Toplumda yaygın olan inanç, düşünce, davranış, zevk ve isteklere karşı geliştirilen bir tepki, duruştur. Yerleşik ve doğruluğundan şüphe edilmeyen, yüksek anlamlar yüklenen şeylere Meydan okuma arzusundan hareketle yola çıkılır.. sonuçta o şey zorunlu olarak Karşıtını ortaya çıkmak zorunda bırakmıştır. Reddetmenin mantıklı açıklamasını mevcut durumun eleştirisi üzerinden yapabiliriz.
Aşk da diğer pek çok akıl dişı saçmalık gibi reddedilmelidir. Aşk denen şeye ve kendilerini buna inandıranlara meydan okumalı hatta saldırmalıyız. Iki cinsiyet arasındaki iliskiye böylesine aşkın anlamlar yüklemenin sonucu ne olur diye düşünecek olursak, karşı taraftan görülen yoğun ilgi ve sevgiyi kişinin kendi benliğine yüklemeye hazır olması, bu sefer kendinde yüksek bir anlamın bulunduğunu ona düşündürecektir.
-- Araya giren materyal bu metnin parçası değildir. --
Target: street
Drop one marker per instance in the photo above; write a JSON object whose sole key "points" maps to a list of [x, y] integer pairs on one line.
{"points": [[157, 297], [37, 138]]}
insanların eksikliğini duydukları şeyler ile fazla meşgul olmaları sonucunda, o eksiklikleri derinleştirerek hastalık haline getirmeleri bir panzehirin ya da abartılmış eksikliği karşılayan abartılmış bir çarenin ortaya çıkmasına neden olur.
Yani en önce böyle bir ihtiyaç yaratılır bu ihtiyacın olusmasında elbette ki bireyden daha çok toplumun, medyanın, çağın rolü vardır.
Belki de aşkın doğru bir tanımlamasını yapmak gerekir. Abartmadan son derece sade bir biçimde.
O da nedir? Bence şu olabilir. Daha fazlası değil.
Schopenhauer'in cinsel aşkın metafiziğin'de denk gelmiştim.
'Aşk, bir dış sebebin tasavvuru eşliğinde ortaya çıkan bir iç ürpermesidir' spinoza.
Aşk buysa problem yok. Ama onu başta da dediğim gibi yokluğunda ve varlığında dallandirıp budaklandiracaksak. O şey ilgi, çekim, sevgi olmaktan çıkıp hastalıklı bir hâl alır.
Görünen de şu ki, insanlar bu hastalığın adına aşk diyor ve onu istiyor onu arzuluyor.
Yükseklerde bir yerde olmak, yaşamak ve doyumsuzluk içinde.